Preparation of 64Cu-labeled cetuximab
Production of 64Cu was performed as previously described [21]. Cetuximab obtained from Merck Serono (Darmstadt, Germany) was 64Cu-labeled with 3,6,9,15-tetraazabicyclo[9.3.1]pentadeca-1(15),11,13-triene-3,6,9-triacetic acid (PCTA; Macrocyclics, Plano, TX, USA) as the chelator, which had previously been found to result in high radiolabeling yield and in vitro serum stability [22, 23]. 64Cu-PCTA-cetuximab was synthesized using previously reported methods [22] with a specific activity of 1.7 GBq/mg. The injected protein dose of 64Cu-PCTA-cetuximab was adjusted to 20 µg per mouse by adding an unlabeled antibody as reported previously [22].
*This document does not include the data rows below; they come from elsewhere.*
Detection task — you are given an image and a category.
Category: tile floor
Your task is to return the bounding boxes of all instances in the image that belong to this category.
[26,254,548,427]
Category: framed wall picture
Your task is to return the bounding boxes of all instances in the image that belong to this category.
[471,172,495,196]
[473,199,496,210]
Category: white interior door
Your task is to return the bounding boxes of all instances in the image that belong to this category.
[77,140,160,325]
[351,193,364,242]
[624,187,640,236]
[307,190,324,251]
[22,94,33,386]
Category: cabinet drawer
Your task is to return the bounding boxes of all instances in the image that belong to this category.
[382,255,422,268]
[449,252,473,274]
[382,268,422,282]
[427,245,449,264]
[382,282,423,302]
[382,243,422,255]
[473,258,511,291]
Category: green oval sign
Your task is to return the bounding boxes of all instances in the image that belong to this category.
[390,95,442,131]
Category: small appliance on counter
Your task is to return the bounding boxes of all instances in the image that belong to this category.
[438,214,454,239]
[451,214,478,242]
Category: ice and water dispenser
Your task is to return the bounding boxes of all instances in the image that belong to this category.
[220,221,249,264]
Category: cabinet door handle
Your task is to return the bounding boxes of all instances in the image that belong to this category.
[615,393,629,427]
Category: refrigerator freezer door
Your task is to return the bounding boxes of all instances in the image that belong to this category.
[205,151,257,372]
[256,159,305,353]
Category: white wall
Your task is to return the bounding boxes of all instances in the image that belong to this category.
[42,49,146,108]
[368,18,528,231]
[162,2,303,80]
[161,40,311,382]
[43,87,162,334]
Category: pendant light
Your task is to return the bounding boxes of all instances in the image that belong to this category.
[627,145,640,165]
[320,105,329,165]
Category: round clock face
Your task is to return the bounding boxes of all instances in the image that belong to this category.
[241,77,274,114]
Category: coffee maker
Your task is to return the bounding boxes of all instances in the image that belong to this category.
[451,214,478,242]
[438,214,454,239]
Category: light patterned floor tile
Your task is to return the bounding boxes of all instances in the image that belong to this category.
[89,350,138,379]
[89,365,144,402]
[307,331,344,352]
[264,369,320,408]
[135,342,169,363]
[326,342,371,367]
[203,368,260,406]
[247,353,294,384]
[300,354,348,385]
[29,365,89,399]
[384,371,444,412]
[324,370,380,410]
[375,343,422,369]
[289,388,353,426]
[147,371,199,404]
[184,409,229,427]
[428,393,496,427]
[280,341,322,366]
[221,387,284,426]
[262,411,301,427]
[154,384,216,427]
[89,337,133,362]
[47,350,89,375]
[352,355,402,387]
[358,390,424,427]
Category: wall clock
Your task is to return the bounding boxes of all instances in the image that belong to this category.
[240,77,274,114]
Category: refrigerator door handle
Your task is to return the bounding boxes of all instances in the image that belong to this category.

Cell culture and mouse model
Human pancreatic cancer xPA-1 cells expressing red fluorescent protein (RFP) in the cytoplasm and green fluorescent protein in the nucleus (xPA-1-dual-color [xPA-1-DC]; AntiCancer, San Diego, CA, USA) with EGFR overexpression [24] were used in this study. xPA-1-DC cells were cultured in RPMI-1640 medium (Wako, Osaka, Japan) supplemented with 10% fetal bovine serum in a humidified atmosphere of 95% air and 5% CO2 at 37°C.
All animal experimental procedures were approved by the Animal Ethics Committee of the National Institutes for Quantum and Radiological Science and Technology (QST, Chiba, Japan) and conducted in accordance with the institutional guidelines. Six-week-old female BALB/c nude mice were obtained from Japan SLC (Shizuoka, Japan) and used in this study. Before the experiments, the mice were acclimated for at least 1 week. This study used a mouse model with intrapancreatic cancer xenografts generated by inoculating xPA-1-DC cells into the pancreas. After an abdominal incision, 5 × 106 xPA-1-DC cells in 25 µL RPMI-1640 medium mixed with 25 µL ice-cold Matrigel (BD Biosciences, Franklin Lakes, NJ, USA) were slowly injected into the pancreas. One week later, the model mice were used for the experiments. Prior to surgery experiments, the tumor location in the established model was confirmed using a stereoscopic fluorescence microscope (MZ16F; Leica, Wentzler, Germany).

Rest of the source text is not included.